10 Box-shaped resin molded product 20 Minute element S Shape of box-shaped resin molded product assuming that there is no mold S'Shape of box-shaped resin molded product constrained by mold X Protrusion direction A Action of frictional force Part B protruding pin position

Claims (3)

[Claims] 1. The shape of a resin molded product is divided into a plurality of minute elements, and the shrinkage strain at the time of releasing the resin molded product from the mold is determined for each of these minute elements, and the shrinkage for each minute element is calculated. From the strain and the restraint conditions by the mold, the reaction force R generated on the mold surface against the contraction of the resin is determined, and the frictional force F of the mold surface is determined from the reaction force R. A method for designing an injection-molded resin-molded product, wherein the position or the number of ejection pins at the time of release is set based on the distribution and size of the resin-molded product. 2. At least one of a restraint condition corresponding to the frictional force F, a load corresponding to the frictional force F, and a rigidity corresponding to the frictional force F, and a protrusion load of the protrusion pin when the resin molded product is ejected. The deformation, stress, and strain generated in the resin molded product are obtained, and the molding conditions such as the shape such as the wall thickness of the resin molded product or the protrusion time are set based on these deformation, stress, and strain.

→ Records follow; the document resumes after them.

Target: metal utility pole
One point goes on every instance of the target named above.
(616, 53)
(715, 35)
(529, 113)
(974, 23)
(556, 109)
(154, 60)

Injection molding resin molded product design method. 3. The deformation, stress and strain generated in the resin molded product when the resin molded product is ejected are obtained, and further the contraction and the deformation state until reaching the room temperature equilibrium state are obtained, and these deformation, stress and strain are calculated. The method for designing an injection-molded resin-molded product according to claim 2, wherein the shape such as the wall thickness of the resin-molded product is set based on the contracted or deformed state.